興奮しすぎて写真を撮り忘れたけれど、2本を同じ指にしてもものすごくハマっていた。これ以上ないくらい、ベストな組み合わせ。1本ずつでももちろんいいんだけど、相乗効果の凄まじさたるや。こんなの、本当に見たことない。全身鏡で見たら、指先がほわっと発光している。


え…っと。今日、社会科見学のつもりだったんですけどね?


ちょっと待って。


キョウ、ポップアップ、サイゴ。

アシタ、オミセ、ナイ。


「今日は買わずに帰って考えます」って、言えない。特にフルエタニティはインポートの完全なる1点もので、売れてしまったらもう金輪際会えないそう。
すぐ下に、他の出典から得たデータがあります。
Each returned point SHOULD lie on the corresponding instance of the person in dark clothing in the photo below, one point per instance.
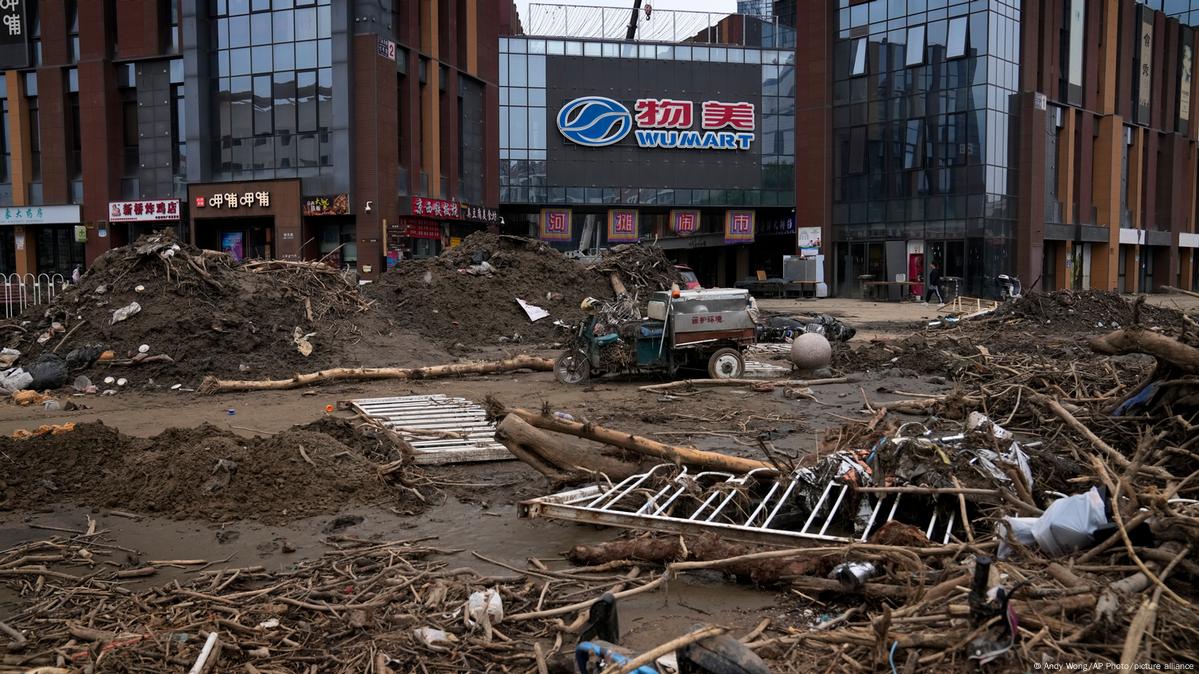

パールも天然物だから同じ形のものはないし、いつかまた同じデザインで作ったとしても、市況を考えるとこの価格ではもう出せないと(言うて私にはひと財産分)。

フルエタニティ1本しか見ていなかったら、多分、えいやと決心できた。でも、パールにも同じくらい心奪われてしまった。2本買うって、あんた、流石にそれは。じゃあどっち?って、あーーー、ええーーーー、ううううううーーーー。

幸運の女神は前髪しかないって、ほんとだったんだね。しかも、同時に2人…!


フリーズする私を前に、むっちゃんさんが優しく微笑んだ。

「スタバ、あっちにありますよ」

ここは一回、撤収だ。

***

売り場を離れて外の風に当たったことで、少し冷静さを取り戻した。スタバで席について、キャラメルマキアートを一口啜った瞬間、思った。

そんな、一度に装備全部揃えなくても良くない?

自分でちゃんとしたアクセサリーを買うのなんて、人生でせいぜい2回目だ。私の自問自答ファッションは今始まったばかりで、コンセプトだって決まっていない。そんな、いきなり完成形を目指さなくたっていいじゃない。

じゃあ、何も買わずに帰るって選択肢はある?

シンプルな結婚指輪が1本だけ嵌った自分の手を眺めて、「寂しいな」と思った。ほんの数時間前までは当たり前の光景だったのに、この指にあのリングがないなんて、寂しい。一度そう思ってしまったということは、帰ってもおそらく残像は消えない。ならば、どちらかを連れて帰ろう。

これは、究極の2択。ある種の訓練だ。

noteの下書きには、コンセプトの元になりそうなキーワードがいくつかメモしてあった。試しにそれと照らし合わせてみよう、と思いつく。

まずは、「自由」。過去からの自由、べき・ねばからの自由、正解からの自由、一度見つけた答えからの自由。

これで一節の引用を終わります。